About 8:30 p.m., the contents of a dumpster burned on North Garland Court. When the Chicago Fire Department arrived to extinguish the flames, a firework went off around the corner. An hour later, another dumpster fire blazed on Garland to the west of the Chicago Cultural Center.
Someone set off fireworks in front of a Staples office supply store at North Wabash Avenue and East Washington Street, sending tiny bursts cascading above the street.
A police supervisor picked up a Roman candle as a crowd of people ran by.
About 9:35 p.m., another group surrounded a car and some people jumped on top of it near the Washington and Wabash “L” station.

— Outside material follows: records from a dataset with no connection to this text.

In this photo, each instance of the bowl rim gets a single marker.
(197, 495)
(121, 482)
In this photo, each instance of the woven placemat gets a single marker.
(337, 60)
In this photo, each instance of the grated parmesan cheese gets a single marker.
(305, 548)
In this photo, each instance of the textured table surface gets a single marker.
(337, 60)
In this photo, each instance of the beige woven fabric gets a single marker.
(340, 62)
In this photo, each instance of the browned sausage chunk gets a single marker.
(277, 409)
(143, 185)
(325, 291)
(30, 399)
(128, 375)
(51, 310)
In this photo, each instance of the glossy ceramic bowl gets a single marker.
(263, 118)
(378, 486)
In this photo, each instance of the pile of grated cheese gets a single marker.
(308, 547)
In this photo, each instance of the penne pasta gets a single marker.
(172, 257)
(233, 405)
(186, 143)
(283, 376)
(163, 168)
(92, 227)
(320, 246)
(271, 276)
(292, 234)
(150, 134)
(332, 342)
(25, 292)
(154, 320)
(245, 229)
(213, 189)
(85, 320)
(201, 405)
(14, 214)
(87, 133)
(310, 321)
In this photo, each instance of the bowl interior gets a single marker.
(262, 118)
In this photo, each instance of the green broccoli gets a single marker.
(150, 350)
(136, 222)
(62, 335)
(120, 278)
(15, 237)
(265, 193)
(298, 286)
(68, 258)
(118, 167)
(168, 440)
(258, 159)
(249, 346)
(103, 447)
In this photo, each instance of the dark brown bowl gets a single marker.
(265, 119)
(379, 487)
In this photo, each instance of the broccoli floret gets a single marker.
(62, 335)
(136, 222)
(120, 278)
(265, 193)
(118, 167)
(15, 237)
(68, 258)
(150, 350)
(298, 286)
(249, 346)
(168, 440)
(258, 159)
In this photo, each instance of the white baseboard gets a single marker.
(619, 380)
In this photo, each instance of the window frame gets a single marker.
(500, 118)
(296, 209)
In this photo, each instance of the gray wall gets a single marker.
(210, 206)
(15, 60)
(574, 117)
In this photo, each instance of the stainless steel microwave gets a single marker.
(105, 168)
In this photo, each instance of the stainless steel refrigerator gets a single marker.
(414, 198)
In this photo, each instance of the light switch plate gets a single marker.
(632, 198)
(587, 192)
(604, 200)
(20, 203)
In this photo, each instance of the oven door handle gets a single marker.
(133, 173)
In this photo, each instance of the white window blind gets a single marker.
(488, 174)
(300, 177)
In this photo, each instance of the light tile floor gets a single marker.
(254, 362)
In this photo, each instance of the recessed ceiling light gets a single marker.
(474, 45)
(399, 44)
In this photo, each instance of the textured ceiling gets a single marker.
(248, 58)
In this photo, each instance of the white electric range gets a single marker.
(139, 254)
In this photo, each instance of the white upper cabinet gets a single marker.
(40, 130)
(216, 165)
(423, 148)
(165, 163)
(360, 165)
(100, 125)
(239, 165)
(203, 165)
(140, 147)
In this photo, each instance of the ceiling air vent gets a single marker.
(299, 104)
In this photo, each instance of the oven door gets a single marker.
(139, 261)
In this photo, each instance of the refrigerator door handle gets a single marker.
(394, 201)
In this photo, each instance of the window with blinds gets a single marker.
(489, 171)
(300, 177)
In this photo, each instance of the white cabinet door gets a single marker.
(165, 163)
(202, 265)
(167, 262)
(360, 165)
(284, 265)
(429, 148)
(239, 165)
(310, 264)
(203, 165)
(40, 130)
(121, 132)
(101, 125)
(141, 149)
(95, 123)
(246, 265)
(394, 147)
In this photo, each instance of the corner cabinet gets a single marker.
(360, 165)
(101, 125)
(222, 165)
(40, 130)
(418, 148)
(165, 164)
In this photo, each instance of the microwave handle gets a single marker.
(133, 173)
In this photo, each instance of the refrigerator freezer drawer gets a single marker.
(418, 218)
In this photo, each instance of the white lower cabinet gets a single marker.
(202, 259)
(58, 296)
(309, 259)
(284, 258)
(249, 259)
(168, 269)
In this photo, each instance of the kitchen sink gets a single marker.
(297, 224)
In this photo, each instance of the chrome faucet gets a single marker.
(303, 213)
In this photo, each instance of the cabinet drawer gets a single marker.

On Washington, a couple of blocks from Millennium Park, a large group rushed east as police handcuffed a woman in the middle of the street.
Then, Roman candles were set off on Washingtonas cars were stopped in traffic. A few minutes later, large bursts lit up the sky a block west.
Shortly before 11 p.m., police began moving crowds west, chanting “move back” as groups headed toward Wabash. Loud booms continued to go off. Someone bashed a car going down the street.
As crowds dissipated, some small groups stopped to dance. On State Street, someone jumped on a squad car momentarily before crowds continued south.
On Monday, police spokesman Don Terry said the total number of arrests made was 57 — 50 juveniles and 7 adults, mostly on juvenile charges.
“The kids were dispersed last night and this morning,” Terry said. “The situation’s back to normal.”
For about a decade, Chicago police have periodically dealt with large crowds of teens who gather in the downtown area to spend time along the lakefront, Water Tower Place, Millennium Park or other spots when the weather starts to warm up.
Police officials implemented strategies under previous department administrations to address the incidents, which often are coordinated via text messages or social networking websites, in downtown and nearby neighborhoods. Police said the youths in many cases come downtown from the South and West sides using mass transit.
However, police have stressed that this phenomenon, involving large groups of teens, is not unique to Chicago. Philadelphia has had problems with groups of teenagers, who also used social networking, assaulting pedestrians and vandalizing property since at least 2010, according to media reports.
On Sunday, Millennium Park was closed early.